Tuesday, December 22, 2015
Range Anxiety never goes away completely
The longer you drive your electric car the more you grow accustomed to how much energy it will consume along the routes you regularly drive. The occasional new route is usually no sweat because you already know your safe driving radius from your home. I know I can generally count on driving 4 miles per tick (out of 16) on the charge-level gauge, with each tick representing about 1KWh of charge. So, I can safely drive about 60 miles without much worry and still have a margin of about 4 miles remaining. My drive to work regularly uses up nine ticks, leaving me with six or so to run errands near home after work. Most places I’ll visit are within 5 miles of home, so this works out well. The problem comes when I start traveling unknown routes that extend to the range of my safe-driving radius, especially when a significant elevation change is involved.
The case-in-point happened last Mother’s Day (actually, the day before – to avoid the crowds). My siblings decided to treat mom to a picnic at one of the nearby wineries in the Saratoga foothills. Ordinarily, the trip from my house to the winery is about 16 miles, with the final 3 miles involving a significant climb in elevation. 32 miles round-trip is easy to do. But, it was my turn to bring along mom, so I had to drive first to her place (14 freeway miles) and then to the winery (10 miles), for a total distance of 48 miles round-trip. But, that morning I had to run an errand and used up 9 miles of charge already, making the total trip for one charge about 57 miles. Factoring in the uphill climb was starting to make me nervous about completing the trip. Fortunately, I had surface streets as backup options for the return trip home.
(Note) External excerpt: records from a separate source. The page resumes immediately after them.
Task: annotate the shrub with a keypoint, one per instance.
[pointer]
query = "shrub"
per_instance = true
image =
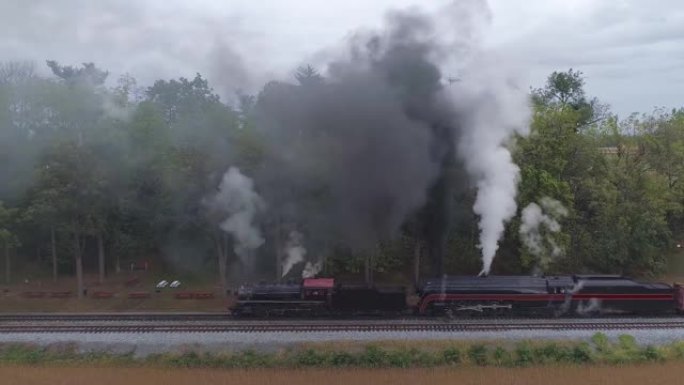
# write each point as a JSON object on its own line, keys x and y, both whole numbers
{"x": 523, "y": 354}
{"x": 400, "y": 358}
{"x": 343, "y": 359}
{"x": 373, "y": 357}
{"x": 310, "y": 357}
{"x": 581, "y": 354}
{"x": 502, "y": 357}
{"x": 451, "y": 356}
{"x": 601, "y": 343}
{"x": 651, "y": 353}
{"x": 478, "y": 354}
The trip went better than I had expected, thanks in part to two factors. First, my morning errand was done entirely on city streets, which uses about 20% less charge to drive the same distance. The second factor was more significant. I keep thinking like I did in my gasoline powered car … If I started my trip with 14 ticks on the gauge, I would need 7 remaining by the time I reach my destination or I might not make it home. As I was about a mile from the winery, the seventh tick cleared and I knew I would only narrowly make it home if I didn’t plan my driving carefully. But, I wouldn’t have to worry about that until after the picnic at the winery. Then, on the way home, the second factor kicked in. Driving three miles downhill give me back one tick on the charge gauge, meaning that I had an extra four miles I could drive, and I used nothing for those three miles – for a total of seven miles. (I’m telling you, it’s a mind game driving the hills in an electric car.) The end result is that I had two ticks remaining on the charge gauge when I pulled into my driveway, and I was even able to run to the local store and back for dinner supplies.